In order for technology to fulfill its ultimate promise, these FCC goals for schoolsshould also apply to allresidents. If we expect students to complete homework that involves internet research, to receive asynchronous remote instruction at home, or to work on projects with classmates when they are outside of school, they need to have high speed internet access at home. If we expect teachers to be capable of using all of the technology tools available today outside of school, they need to have high speed internet at home. Most importantly, if we expect that “…all Vermont children will be afforded educational opportunities that are substantially equal in quality” we cannot continue to limit high speed internet access to many of our students. As a map prepared by Broadbandnow illustrates (see https://broadbandnow.com/Vermont), a substantial minority of residents in Vermont do not have access to the kind of internet services needed in order to experience the “media rich” environment the FCC hopes to achieve in this current school year. These marked disparities in high speed internet services available to students will widen the achievement gap between students who reside in communities with broadband and those students residing in communities where no high speed internet is available.

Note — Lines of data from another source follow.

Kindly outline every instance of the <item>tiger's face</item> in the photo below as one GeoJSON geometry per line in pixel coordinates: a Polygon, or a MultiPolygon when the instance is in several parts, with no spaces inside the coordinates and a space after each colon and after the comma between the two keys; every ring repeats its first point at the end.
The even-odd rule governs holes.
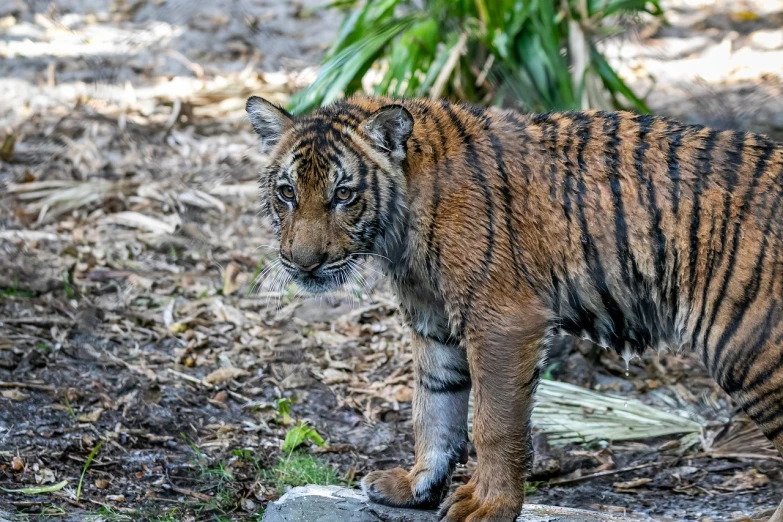
{"type": "Polygon", "coordinates": [[[247,112],[270,155],[262,208],[280,240],[280,264],[306,291],[338,288],[391,225],[410,114],[390,105],[356,124],[329,112],[295,118],[258,97],[247,112]]]}

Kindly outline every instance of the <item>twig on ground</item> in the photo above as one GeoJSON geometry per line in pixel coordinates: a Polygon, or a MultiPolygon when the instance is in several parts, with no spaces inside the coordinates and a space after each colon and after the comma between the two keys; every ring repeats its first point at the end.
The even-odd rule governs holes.
{"type": "Polygon", "coordinates": [[[186,373],[178,372],[177,370],[173,370],[171,368],[168,368],[167,371],[170,374],[172,374],[172,375],[174,375],[176,377],[179,377],[180,379],[184,379],[184,380],[186,380],[188,382],[192,382],[193,384],[199,384],[199,385],[201,385],[204,388],[207,388],[209,390],[214,388],[214,386],[212,386],[211,384],[209,384],[208,382],[206,382],[206,381],[204,381],[202,379],[199,379],[198,377],[193,377],[192,375],[188,375],[186,373]]]}
{"type": "Polygon", "coordinates": [[[711,459],[749,459],[749,460],[776,460],[783,462],[783,457],[777,455],[760,455],[757,453],[721,453],[720,451],[705,451],[689,455],[688,458],[699,459],[709,457],[711,459]]]}
{"type": "Polygon", "coordinates": [[[187,495],[189,497],[193,497],[193,498],[196,498],[198,500],[201,500],[202,502],[209,502],[209,501],[212,500],[212,497],[210,497],[209,495],[205,495],[204,493],[199,493],[198,491],[193,491],[193,490],[185,489],[185,488],[179,488],[179,487],[175,486],[174,484],[169,484],[169,486],[171,487],[171,490],[174,491],[175,493],[179,493],[181,495],[187,495]]]}
{"type": "Polygon", "coordinates": [[[49,393],[55,393],[57,388],[45,384],[34,384],[30,382],[4,382],[0,381],[0,388],[26,388],[28,390],[39,390],[49,393]]]}
{"type": "Polygon", "coordinates": [[[637,470],[637,469],[649,468],[651,466],[662,466],[663,464],[664,463],[660,462],[660,461],[658,461],[658,462],[648,462],[647,464],[639,464],[638,466],[630,466],[630,467],[622,468],[622,469],[611,469],[611,470],[608,470],[608,471],[600,471],[598,473],[592,473],[590,475],[582,475],[581,477],[566,478],[566,479],[559,479],[559,480],[550,480],[549,481],[549,485],[550,486],[560,486],[562,484],[573,484],[575,482],[582,482],[582,481],[591,480],[591,479],[594,479],[594,478],[606,477],[606,476],[609,476],[609,475],[617,475],[618,473],[625,473],[626,471],[634,471],[634,470],[637,470]]]}
{"type": "Polygon", "coordinates": [[[0,317],[0,324],[68,324],[74,323],[73,319],[65,317],[0,317]]]}

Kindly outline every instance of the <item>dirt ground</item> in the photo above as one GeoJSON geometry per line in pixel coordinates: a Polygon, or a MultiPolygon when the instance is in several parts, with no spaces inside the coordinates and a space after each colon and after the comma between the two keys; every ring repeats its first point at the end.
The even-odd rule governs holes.
{"type": "MultiPolygon", "coordinates": [[[[312,80],[340,21],[318,5],[0,6],[0,520],[260,520],[297,480],[411,463],[393,295],[372,265],[340,295],[298,295],[258,216],[242,107],[312,80]],[[303,479],[281,449],[302,422],[328,442],[294,454],[314,457],[303,479]],[[28,487],[51,491],[7,491],[28,487]]],[[[664,5],[670,25],[606,42],[624,76],[656,112],[781,139],[783,2],[664,5]]],[[[706,522],[783,498],[783,459],[687,354],[626,370],[564,340],[550,362],[706,424],[564,448],[537,434],[531,502],[706,522]]]]}

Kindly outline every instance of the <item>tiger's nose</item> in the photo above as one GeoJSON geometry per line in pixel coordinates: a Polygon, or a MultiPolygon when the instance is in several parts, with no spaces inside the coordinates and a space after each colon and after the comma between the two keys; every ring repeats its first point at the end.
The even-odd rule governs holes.
{"type": "Polygon", "coordinates": [[[313,263],[312,265],[309,265],[309,266],[302,266],[302,265],[299,265],[299,264],[296,265],[296,267],[299,270],[302,270],[304,272],[312,272],[313,270],[315,270],[319,266],[321,266],[321,263],[313,263]]]}
{"type": "Polygon", "coordinates": [[[326,253],[316,252],[292,253],[291,262],[302,272],[312,272],[326,262],[326,253]]]}

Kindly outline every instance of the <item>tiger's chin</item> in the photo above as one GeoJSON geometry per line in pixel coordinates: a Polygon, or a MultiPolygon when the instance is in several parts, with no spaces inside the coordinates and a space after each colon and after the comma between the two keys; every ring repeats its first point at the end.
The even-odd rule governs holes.
{"type": "Polygon", "coordinates": [[[299,286],[299,288],[308,294],[313,295],[328,294],[339,290],[341,286],[340,283],[326,278],[323,280],[318,280],[315,278],[308,278],[307,280],[295,279],[294,282],[297,284],[297,286],[299,286]]]}
{"type": "Polygon", "coordinates": [[[304,292],[323,295],[340,289],[342,283],[330,274],[293,274],[293,282],[304,292]]]}

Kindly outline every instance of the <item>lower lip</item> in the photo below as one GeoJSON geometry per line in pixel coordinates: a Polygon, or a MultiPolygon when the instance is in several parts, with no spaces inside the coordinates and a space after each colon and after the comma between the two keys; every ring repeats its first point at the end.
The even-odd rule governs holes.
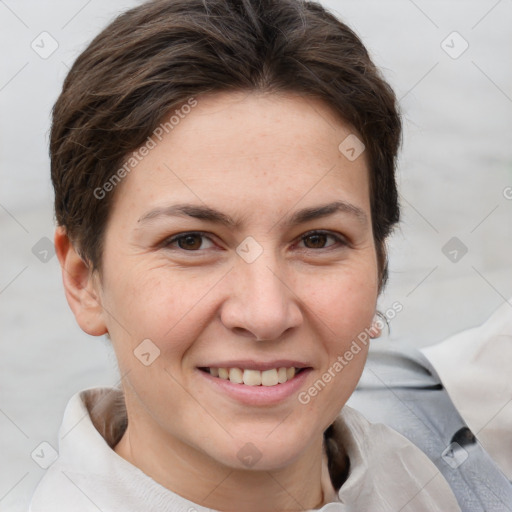
{"type": "Polygon", "coordinates": [[[304,385],[309,372],[312,368],[306,368],[295,375],[293,379],[284,384],[275,386],[248,386],[246,384],[236,384],[230,380],[213,377],[209,373],[196,369],[208,383],[215,386],[231,398],[245,405],[274,405],[289,398],[304,385]]]}

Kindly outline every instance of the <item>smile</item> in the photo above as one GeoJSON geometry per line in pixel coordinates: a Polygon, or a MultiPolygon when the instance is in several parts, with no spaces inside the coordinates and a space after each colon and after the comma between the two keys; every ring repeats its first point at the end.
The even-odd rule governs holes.
{"type": "Polygon", "coordinates": [[[280,367],[268,370],[252,370],[243,368],[199,368],[209,373],[212,377],[229,380],[234,384],[245,384],[246,386],[277,386],[292,380],[296,374],[304,368],[280,367]]]}
{"type": "MultiPolygon", "coordinates": [[[[245,365],[244,365],[245,366],[245,365]]],[[[249,366],[249,365],[247,365],[249,366]]],[[[267,365],[253,364],[251,366],[267,365]]],[[[196,367],[204,385],[212,389],[213,396],[221,394],[245,406],[268,407],[291,399],[305,386],[311,367],[267,366],[264,370],[240,366],[196,367]]],[[[212,397],[213,397],[212,396],[212,397]]]]}

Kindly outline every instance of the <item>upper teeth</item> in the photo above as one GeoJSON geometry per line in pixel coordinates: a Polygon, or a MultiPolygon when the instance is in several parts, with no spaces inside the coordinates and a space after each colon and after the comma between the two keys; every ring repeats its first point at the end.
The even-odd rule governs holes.
{"type": "Polygon", "coordinates": [[[214,377],[248,386],[275,386],[293,379],[295,368],[273,368],[271,370],[243,370],[241,368],[209,368],[214,377]]]}

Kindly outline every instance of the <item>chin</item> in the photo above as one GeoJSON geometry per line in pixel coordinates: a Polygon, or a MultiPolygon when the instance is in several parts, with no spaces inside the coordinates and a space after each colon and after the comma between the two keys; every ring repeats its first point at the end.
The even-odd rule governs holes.
{"type": "Polygon", "coordinates": [[[285,440],[272,435],[233,436],[232,442],[225,446],[226,451],[214,457],[233,469],[276,471],[292,464],[307,448],[303,433],[287,435],[285,440]]]}

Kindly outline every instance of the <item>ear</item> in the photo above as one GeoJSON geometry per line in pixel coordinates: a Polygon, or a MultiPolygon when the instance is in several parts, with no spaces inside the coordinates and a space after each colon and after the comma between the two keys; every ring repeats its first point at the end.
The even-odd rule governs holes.
{"type": "Polygon", "coordinates": [[[78,325],[92,336],[107,333],[97,276],[75,251],[64,227],[55,230],[54,243],[66,299],[78,325]]]}

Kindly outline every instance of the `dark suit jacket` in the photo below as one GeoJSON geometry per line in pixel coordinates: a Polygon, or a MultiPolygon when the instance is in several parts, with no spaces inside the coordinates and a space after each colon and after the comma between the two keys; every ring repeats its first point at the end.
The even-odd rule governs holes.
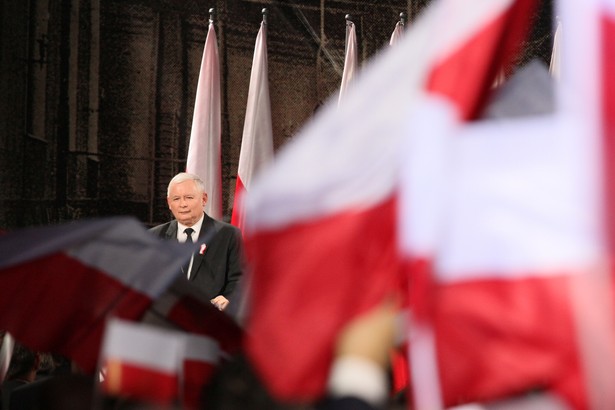
{"type": "MultiPolygon", "coordinates": [[[[195,242],[204,243],[206,249],[203,254],[199,251],[194,254],[190,282],[209,299],[222,295],[230,300],[244,267],[241,231],[231,224],[204,215],[199,238],[195,242]]],[[[163,239],[176,241],[177,221],[155,226],[150,231],[163,239]]]]}

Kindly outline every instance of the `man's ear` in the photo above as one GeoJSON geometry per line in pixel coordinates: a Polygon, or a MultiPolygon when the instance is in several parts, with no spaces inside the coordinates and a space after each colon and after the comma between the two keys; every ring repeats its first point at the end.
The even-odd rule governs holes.
{"type": "Polygon", "coordinates": [[[207,204],[207,192],[203,192],[203,206],[207,204]]]}

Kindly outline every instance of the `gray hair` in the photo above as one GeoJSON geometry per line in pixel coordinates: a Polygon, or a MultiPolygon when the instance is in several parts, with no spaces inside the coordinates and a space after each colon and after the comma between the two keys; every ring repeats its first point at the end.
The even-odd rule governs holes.
{"type": "Polygon", "coordinates": [[[205,192],[205,183],[198,175],[189,174],[188,172],[180,172],[175,175],[173,179],[169,182],[169,186],[167,187],[167,197],[171,195],[171,186],[175,184],[179,184],[185,181],[194,181],[196,184],[196,189],[199,190],[200,193],[205,192]]]}

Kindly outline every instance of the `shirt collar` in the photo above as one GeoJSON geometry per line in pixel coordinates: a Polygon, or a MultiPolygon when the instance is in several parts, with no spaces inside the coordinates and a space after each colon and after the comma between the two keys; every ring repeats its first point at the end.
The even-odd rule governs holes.
{"type": "MultiPolygon", "coordinates": [[[[205,219],[205,214],[201,215],[201,219],[199,219],[194,225],[190,226],[190,228],[194,229],[194,233],[192,234],[192,238],[194,240],[194,242],[196,242],[196,239],[199,237],[199,234],[201,233],[201,226],[203,226],[203,220],[205,219]]],[[[184,233],[184,230],[188,228],[188,226],[179,223],[179,221],[177,221],[177,240],[180,242],[184,242],[186,240],[186,234],[184,233]]]]}

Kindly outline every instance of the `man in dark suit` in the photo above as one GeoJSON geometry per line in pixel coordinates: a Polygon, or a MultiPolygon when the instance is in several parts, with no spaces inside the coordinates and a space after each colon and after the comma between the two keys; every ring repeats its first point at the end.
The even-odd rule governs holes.
{"type": "Polygon", "coordinates": [[[243,272],[241,231],[203,211],[207,193],[197,175],[182,172],[173,177],[167,203],[175,220],[150,231],[164,239],[199,244],[183,275],[218,309],[226,309],[243,272]]]}

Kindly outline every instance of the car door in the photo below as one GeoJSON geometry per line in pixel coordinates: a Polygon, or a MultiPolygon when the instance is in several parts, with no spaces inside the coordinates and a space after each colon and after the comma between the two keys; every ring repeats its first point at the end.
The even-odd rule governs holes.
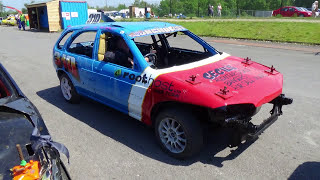
{"type": "Polygon", "coordinates": [[[281,15],[283,17],[287,17],[288,16],[288,8],[282,8],[281,10],[281,15]]]}
{"type": "Polygon", "coordinates": [[[292,17],[292,16],[294,16],[294,13],[295,13],[295,8],[293,8],[293,7],[289,8],[288,16],[292,17]]]}
{"type": "MultiPolygon", "coordinates": [[[[133,67],[124,67],[115,62],[109,62],[104,54],[115,50],[115,37],[127,40],[121,34],[102,31],[98,36],[98,58],[93,63],[95,76],[95,93],[98,101],[128,113],[128,99],[131,88],[138,80],[141,80],[141,68],[136,63],[133,67]],[[105,43],[103,43],[105,42],[105,43]]],[[[137,62],[132,57],[134,62],[137,62]]],[[[117,59],[115,59],[117,60],[117,59]]]]}
{"type": "Polygon", "coordinates": [[[88,97],[93,97],[95,94],[92,63],[96,58],[93,53],[96,48],[96,36],[97,31],[95,30],[74,32],[61,57],[65,66],[68,67],[77,92],[88,97]]]}

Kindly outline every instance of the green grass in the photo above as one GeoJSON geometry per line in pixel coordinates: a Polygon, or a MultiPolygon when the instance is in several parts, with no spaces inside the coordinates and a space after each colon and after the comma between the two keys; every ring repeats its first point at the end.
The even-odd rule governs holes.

Today, I expect that you will hear direct testimony on how disparities in internet access affect students, teachers, and parents across Vermont. I also expect that you will hear ideas from ISP providers on the steps the State can take to help accelerate the provision of high speed internet access across the state. For the sake of rural and low-income students across the state, I urge you to take the actions recommended in this session.